Receiving this error trying to run a simple image classification example
File "/Users/colinpetit/.pyenv/versions/3.6.5/lib/python3.6/site-packages/ludwig/features/image_feature.py", line 101, in add_feature_data
data[feature['name']][i, :, :, :] = img
ValueError: could not broadcast input array from shape (743,620,3) into shape (383,442,4)
model_definition_file:
input_features:
-
name: img
type: image
encoder: stacked_cnn
output_features:
-
name: type
type: category
training:
epochs: 10
I have to specify this better in the docs: Either your images are all of the same size, or you have to resize them to the same size by specifying the resize_method, width and height parameters as explained here. Let me know if this solves your issue.
I've set a resize as follows
input_features:
-
name: image_path
type: image
encoder: stacked_cnn
resize_method: crop_or_pad
height: 500
width: 500
output_features:
-
name: class
type: category
However I still get an error.
ValueError: could not broadcast input array from shape (500,500,4) into shape (500,500,3)
Interesting, that 4 as the last dimension of your image, may mean images with an alpha channel, something I may have not considered. Can you send me an image form you dataset that has a fourth channel so that I can reproduce the issue?

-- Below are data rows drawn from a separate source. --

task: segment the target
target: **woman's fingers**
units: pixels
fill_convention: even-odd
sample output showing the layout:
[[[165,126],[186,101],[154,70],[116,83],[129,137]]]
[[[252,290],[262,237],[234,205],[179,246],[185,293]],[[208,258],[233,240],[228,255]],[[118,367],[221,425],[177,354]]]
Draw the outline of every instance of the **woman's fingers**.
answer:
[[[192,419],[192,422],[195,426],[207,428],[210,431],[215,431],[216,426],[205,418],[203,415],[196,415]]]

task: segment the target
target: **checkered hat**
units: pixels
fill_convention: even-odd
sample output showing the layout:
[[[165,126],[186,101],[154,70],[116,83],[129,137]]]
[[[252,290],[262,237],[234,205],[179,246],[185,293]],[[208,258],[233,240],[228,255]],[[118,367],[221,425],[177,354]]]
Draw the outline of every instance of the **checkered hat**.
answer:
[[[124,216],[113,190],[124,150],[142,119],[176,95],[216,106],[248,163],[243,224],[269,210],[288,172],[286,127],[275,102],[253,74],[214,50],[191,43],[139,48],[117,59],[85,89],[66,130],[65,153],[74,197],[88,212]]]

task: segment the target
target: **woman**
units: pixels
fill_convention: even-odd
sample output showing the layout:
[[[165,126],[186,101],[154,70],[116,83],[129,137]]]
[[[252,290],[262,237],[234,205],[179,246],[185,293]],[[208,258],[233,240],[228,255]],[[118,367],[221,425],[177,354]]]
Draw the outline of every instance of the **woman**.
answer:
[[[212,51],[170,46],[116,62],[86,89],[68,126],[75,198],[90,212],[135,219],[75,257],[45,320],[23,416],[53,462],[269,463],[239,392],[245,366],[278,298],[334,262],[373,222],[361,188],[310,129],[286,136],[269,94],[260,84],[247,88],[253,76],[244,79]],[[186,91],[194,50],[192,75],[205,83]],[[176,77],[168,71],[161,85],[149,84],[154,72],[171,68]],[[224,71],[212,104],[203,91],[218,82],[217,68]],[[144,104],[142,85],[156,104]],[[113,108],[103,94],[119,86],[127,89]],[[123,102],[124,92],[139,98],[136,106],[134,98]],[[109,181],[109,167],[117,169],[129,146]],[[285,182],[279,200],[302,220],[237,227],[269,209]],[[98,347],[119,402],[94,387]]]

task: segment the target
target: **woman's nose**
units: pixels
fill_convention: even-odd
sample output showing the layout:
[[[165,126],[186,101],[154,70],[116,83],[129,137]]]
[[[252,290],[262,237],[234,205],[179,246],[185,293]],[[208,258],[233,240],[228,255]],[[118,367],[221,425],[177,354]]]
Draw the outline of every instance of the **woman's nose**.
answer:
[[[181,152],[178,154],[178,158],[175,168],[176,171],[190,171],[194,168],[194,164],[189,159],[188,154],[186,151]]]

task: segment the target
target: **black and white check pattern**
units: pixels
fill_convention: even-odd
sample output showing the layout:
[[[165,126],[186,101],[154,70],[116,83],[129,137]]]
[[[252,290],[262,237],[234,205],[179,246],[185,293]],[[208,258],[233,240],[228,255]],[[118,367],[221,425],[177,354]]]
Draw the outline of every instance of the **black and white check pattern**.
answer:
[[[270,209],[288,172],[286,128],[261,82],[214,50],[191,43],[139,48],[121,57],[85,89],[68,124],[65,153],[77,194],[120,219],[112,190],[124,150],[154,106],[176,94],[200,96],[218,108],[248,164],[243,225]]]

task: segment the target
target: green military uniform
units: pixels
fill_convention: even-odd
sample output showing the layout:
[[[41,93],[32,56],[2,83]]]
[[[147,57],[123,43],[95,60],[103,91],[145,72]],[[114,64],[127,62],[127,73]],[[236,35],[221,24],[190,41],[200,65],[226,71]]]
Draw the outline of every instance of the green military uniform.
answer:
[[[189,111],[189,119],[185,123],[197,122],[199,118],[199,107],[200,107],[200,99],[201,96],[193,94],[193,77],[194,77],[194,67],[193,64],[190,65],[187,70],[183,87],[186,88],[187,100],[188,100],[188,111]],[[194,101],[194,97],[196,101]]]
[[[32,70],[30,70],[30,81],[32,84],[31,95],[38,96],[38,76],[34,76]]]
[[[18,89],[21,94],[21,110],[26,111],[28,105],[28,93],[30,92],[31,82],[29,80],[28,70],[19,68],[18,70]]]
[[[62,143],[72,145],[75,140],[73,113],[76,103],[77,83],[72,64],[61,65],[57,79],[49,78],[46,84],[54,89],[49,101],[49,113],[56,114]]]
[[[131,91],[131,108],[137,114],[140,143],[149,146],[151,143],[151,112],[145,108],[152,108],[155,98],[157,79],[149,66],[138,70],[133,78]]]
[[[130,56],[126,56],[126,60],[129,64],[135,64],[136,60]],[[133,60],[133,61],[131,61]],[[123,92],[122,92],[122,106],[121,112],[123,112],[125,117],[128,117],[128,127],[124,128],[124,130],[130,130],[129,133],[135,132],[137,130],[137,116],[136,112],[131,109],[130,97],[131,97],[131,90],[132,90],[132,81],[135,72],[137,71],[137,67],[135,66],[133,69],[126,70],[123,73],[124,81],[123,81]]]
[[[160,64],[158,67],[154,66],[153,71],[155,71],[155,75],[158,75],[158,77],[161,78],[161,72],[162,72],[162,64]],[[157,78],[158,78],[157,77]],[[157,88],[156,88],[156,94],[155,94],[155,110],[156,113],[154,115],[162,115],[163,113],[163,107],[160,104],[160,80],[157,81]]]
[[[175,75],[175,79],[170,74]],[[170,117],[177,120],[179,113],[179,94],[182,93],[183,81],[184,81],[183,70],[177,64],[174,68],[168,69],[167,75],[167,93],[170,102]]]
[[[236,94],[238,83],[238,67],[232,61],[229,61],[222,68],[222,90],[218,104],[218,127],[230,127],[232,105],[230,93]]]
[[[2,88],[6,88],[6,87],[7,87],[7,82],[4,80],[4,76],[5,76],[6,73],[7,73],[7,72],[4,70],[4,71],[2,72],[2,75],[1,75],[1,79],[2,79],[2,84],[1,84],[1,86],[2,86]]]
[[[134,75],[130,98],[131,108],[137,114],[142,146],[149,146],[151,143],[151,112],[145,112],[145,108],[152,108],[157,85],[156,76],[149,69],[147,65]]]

@ydudin3 could you please try to take a look at this too?
Another remark: I would suggest not exceeding 224x224 as a image size, as othersize model training would require a lot of memory and it will be really slow. @ydudin3 maybe we can add something about it in the documentation, plus moving all parameters from the feature itself to preprocessing as it happens for other features and impose a defaul maximum size, so that if the dimension of images is above that size images are resized users get a warning printed on the console.
It is the Stanford dog breeds data set, I couldn't find the one or two with an alpha channel but I think that was the issue.
I just removed the alpha channel with this.
And yes, size was far too big! 112x112 was getting quick results.
Thanks @mattarderne for confirming it, will work on a patch that solves this issue, it will be pretty straightforward.
Hello, @w4nderlust
Can I update the docs image-preprocessing with your suggestion
Ludwig supports grayscale and color images, image type is automatically inferred. During preprocessing raw image files are transformed into numpy ndarrays and saved in the hdf5 format. Images should have the same size (keep the image size under 224x224 pixels). If they have different sizes they should be converted to the same size by specifing the
resize_method,width, andheightparameters of image feature preprocessing.
Thanks for collecting this. Wait a bit as we are going to change a few things, including the support for images with alpha channels.
So all parameters have been moved to preprocessing, #141 . Now there is a PR for dealing with the 4th channel and image sizes too. Stay tuned.
I added a temporary workaround for images with a 4th channel. We will improve over this solution (which basically just ignores the alpha channel), but at the moment should fix this issue. @mattarderne and @ctpmp can you please confirm that with the code on master this issue is solved?